En el mundo hay 450 millones de personas que viven con algún tipo de enfermedad mental, una lacra que afecta a mujeres y hombres privándoles del bien que nos diferencia del resto de seres vivos, la razón. En España algunos estudios como los elaborados desde FEAFES arrojan que al menos un 15% de la población padecerá un trastorno mental a lo largo de su vida y un 3% de los adultos tiene un trastorno mental grave que dificulta intensamente su vida en aspectos básicos como las relaciones sociales, el empleo o la vivienda autónoma. Perder la razón no es lo peor, perder el apoyo de la sociedad y de la familia es aún si cabe más duro; de ahí destacar la importante labor que actualmente realizan muchas asociaciones y entidades privadas que luchan por la igualdad de ‘los olvidados’.
Hace unos días tuve la suerte de visitar a un familiar en uno de los únicos centros concertados que la Consejería de Sanidad de Castilla y León ha creado para dar un hogar y una mejor vida a este tipo de personas. Me sorprendió gratamente ver con mis propios ojos que aquello no era un manicomio ni nada comparable, sino una residencia y un hogar para medio centenar de personas de distinta procedencia y con distinto grado en sus lesiones. Me alegró comprobar que aquello no olía a hospital, que los internos paseaban por las salas sonrientes y con sus mejores ropas; que saliesen a la calle con plena autonomía y que cada uno tuviese encomendada una tarea a pesar de los trastornos bipolares o la esquizofrenia que llenaba los historiales médicos de la gran mayoría. Una fortuna, pensé. Una lotería de la que pueden disfrutar muy pocos, maticé, porque, como ellos, hay muchos enfermos y familias olvidadas. Muchas madres que han olvidado salir de sus casas por miedo a dejar solos a sus hijos y muchos padres que no pegan ojo por vigilar el sueño de quienes alteran su día a día.

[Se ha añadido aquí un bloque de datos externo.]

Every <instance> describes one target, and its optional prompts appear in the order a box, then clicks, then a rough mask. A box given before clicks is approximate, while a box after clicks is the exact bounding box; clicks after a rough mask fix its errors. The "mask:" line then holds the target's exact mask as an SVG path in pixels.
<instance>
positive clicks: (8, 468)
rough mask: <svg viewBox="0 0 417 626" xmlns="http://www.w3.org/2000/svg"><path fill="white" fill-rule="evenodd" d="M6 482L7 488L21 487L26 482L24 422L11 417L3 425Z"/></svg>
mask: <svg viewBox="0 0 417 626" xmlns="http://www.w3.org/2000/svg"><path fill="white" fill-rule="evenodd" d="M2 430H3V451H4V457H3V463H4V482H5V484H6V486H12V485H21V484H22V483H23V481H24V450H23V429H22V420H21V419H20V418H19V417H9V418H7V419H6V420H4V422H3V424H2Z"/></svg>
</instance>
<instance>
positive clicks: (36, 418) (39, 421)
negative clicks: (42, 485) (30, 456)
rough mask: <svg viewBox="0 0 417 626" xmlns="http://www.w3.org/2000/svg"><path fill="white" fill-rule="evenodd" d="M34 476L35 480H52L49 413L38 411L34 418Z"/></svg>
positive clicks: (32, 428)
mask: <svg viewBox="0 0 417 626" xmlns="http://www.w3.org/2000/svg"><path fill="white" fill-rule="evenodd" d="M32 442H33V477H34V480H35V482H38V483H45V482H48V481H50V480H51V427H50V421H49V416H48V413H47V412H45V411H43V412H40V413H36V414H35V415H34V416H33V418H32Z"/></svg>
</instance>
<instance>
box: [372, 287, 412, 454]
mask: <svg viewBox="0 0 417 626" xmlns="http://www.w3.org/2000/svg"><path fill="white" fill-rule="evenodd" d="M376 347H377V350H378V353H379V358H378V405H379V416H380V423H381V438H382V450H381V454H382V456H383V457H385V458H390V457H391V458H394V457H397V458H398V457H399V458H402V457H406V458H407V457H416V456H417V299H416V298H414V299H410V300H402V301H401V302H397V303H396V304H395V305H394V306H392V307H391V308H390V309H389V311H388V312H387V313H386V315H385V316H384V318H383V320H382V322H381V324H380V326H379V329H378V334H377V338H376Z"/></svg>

Aunque los esfuerzos son cada vez mayores, en España se necesitan construir muchos más centros de día y permanentes para aliviar la vida de los enfermos mentales y la de sus familiares. Una petición que no es nueva ni debe caer en saco roto cuando los desenlaces y las noticias cuentan dramas humanos y desgracias familiares causados por enfermos desatendidos o no integrados. Luchemos contra el cáncer, reduzcamos las muertes en carretera, eduquemos a nuestros hijos pero no olvidemos a los olvidados porque ellos, aunque quieran, nunca podrán reclamar lo que la razón y la mala suerte les ha privado.
Aprovecho estas líneas para alabar la labor que realizan día a día las entidades y asociaciones privadas y dedico este post a todos los olvidados y a los que luchan o lucharon porque no pereciesen en el olvido.